Growing sunflowers begin the day with their heads facing east, swing west through the day, and turn back to the east at night.
“The plant anticipates the timing and the direction of dawn, and to me that looks like a reason to have a connection between the clock and the growth pathway,” Prof. Harmer said.
This behavior of sunflowers had been described by biologists as far back as 1898, but no one had previously thought to associate it with circadian rhythms.
“Before our experiments, few studies – the latest more than 50 years ago – had assessed how sunflowers returned at night, and they had suggested some internal ‘habit’ was involved but did not directly implicate the clock,” said co-author Dr. Benjamin Blackman, from the University of California, Berkeley.
The scientists carried out a series of experiments with sunflowers in the field, in pots outdoors and in indoor growth chambers.
They staked plants so that they couldn’t move or turned potted plants daily so that they were facing the wrong way.
They found that they could disrupt the ability to track the Sun, and documented that plants that follow the Sun get a growth boost.
Sunflowers staked so they can’t move have decreased biomass and less leaf area than those that do, the scientists found.
When plants were moved into an indoor growth chamber with immobile overhead light, they continued to swing back and forth for a few days.

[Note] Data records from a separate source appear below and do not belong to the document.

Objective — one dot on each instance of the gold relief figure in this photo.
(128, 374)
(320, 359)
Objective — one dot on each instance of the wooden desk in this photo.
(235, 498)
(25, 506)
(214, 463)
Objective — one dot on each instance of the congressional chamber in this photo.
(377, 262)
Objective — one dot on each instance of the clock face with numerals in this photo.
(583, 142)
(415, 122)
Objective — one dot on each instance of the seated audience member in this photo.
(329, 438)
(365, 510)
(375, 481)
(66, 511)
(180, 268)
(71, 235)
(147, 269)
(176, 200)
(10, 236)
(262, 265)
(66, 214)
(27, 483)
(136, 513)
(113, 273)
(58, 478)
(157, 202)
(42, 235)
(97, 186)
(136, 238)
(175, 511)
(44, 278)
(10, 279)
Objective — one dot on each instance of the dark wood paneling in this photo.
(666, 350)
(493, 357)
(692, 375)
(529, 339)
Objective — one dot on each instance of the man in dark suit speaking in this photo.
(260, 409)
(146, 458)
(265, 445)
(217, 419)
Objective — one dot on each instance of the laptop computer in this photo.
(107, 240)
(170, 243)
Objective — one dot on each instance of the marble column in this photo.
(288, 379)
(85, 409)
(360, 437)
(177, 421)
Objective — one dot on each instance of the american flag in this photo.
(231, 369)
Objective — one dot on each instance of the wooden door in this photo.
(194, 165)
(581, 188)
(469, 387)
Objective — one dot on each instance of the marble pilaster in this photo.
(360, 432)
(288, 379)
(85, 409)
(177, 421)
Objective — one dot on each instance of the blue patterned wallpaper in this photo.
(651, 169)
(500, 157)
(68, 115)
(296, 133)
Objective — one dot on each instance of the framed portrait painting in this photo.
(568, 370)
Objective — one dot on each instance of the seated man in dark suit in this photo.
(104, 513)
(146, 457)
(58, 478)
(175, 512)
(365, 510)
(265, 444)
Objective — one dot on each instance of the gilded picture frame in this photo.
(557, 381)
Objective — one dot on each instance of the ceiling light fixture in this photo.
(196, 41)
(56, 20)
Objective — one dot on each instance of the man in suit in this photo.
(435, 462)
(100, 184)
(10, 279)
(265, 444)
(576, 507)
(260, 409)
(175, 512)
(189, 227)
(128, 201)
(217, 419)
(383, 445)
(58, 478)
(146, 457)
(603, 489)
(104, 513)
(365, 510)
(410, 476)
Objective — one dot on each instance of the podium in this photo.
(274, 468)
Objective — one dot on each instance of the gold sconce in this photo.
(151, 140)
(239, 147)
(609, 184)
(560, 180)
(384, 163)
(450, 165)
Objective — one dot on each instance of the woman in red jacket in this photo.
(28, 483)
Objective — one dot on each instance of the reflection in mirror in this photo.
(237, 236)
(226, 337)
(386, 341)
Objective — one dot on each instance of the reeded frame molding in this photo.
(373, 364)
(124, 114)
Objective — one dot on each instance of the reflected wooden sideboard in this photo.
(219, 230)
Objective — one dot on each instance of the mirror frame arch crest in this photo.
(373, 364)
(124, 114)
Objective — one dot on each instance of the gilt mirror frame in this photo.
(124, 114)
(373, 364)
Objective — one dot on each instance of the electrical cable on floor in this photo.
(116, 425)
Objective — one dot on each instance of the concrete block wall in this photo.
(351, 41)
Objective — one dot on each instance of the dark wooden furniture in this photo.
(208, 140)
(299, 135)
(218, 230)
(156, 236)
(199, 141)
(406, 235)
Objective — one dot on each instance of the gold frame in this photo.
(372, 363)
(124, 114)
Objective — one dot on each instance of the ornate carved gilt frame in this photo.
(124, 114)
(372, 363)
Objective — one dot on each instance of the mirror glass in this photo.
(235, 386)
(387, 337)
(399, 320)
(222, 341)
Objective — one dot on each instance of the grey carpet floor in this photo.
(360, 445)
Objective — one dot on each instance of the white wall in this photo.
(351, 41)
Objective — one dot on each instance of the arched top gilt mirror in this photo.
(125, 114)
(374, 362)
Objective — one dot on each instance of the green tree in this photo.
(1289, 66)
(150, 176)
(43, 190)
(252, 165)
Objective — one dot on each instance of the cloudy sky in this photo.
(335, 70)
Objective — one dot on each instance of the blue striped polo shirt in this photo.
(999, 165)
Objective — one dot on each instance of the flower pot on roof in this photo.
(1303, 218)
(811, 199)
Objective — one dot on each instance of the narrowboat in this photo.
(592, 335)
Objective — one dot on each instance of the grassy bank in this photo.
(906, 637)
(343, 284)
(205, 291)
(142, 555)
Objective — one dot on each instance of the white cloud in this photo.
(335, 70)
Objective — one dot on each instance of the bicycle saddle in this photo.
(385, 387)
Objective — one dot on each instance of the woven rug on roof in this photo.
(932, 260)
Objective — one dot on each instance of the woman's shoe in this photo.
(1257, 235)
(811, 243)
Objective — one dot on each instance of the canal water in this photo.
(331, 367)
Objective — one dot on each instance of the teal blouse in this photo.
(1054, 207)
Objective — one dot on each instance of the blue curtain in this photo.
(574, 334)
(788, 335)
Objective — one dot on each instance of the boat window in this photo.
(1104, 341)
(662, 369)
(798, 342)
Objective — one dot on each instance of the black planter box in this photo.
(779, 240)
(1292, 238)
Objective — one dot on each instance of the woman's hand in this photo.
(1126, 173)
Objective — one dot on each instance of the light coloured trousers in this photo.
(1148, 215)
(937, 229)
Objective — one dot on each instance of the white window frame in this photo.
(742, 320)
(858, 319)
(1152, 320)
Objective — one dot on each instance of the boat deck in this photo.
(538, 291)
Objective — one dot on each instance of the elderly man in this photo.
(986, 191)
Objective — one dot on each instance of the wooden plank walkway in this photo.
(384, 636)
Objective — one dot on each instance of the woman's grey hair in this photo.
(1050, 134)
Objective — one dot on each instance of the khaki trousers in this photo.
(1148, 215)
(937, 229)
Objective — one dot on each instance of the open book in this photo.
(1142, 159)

Finally, the indoor plants did start tracking the Sun again when the apparent source of lighting was moved across the growth chamber by turning adjacent lights on and off during the day.
The plants could reliably track the movement and return at night when the artificial day was close to a 24-hour cycle, but not when it was closer to 30 hours.
The team identified a number of genes that were expressed at higher levels on the sunward side of the plant during the day, or on the other side at night.
Apparently, there are two growth mechanisms at work in the sunflower stem.
The first sets a basic rate of growth for the plant, based on available light. The second, controlled by the circadian clock and influenced by the direction of light, causes the stem to grow more on one side than another, and therefore sway east to west during the day.
“Sunflowers have linked their internal clock genes to stem growth, so that the eastern side of the stem elongates more than the western side during the day, turning the stem and flower westward to track the transiting Sun,” the scientists explained.
“At night, the western side grows faster, turning the flower head back east in time to capture the rays of the rising Sun.”
The team also investigated why mature sunflowers always face east, and found that east-facing sunflowers heated up more quickly in the morning – and also attracted five times as many pollinating insects.
“Bees like warm flowers,” Prof. Harmer said.
“Again, the circadian clock helps lead to the eastward orientation of sunflower heads when they stop tracking as they bloom,” Dr. Blackman added.
“I expect that future work in those systems will find parallel results to ours if the movement is mediated by differential growth.”
“The more general point, that one of the circadian clock’s adaptive functions is to regulate the timing and strength of growth responses to environmental signals, is one that I think will apply to a broad range of traits and species.”
The team’s findings were published August 5 in the journal Science.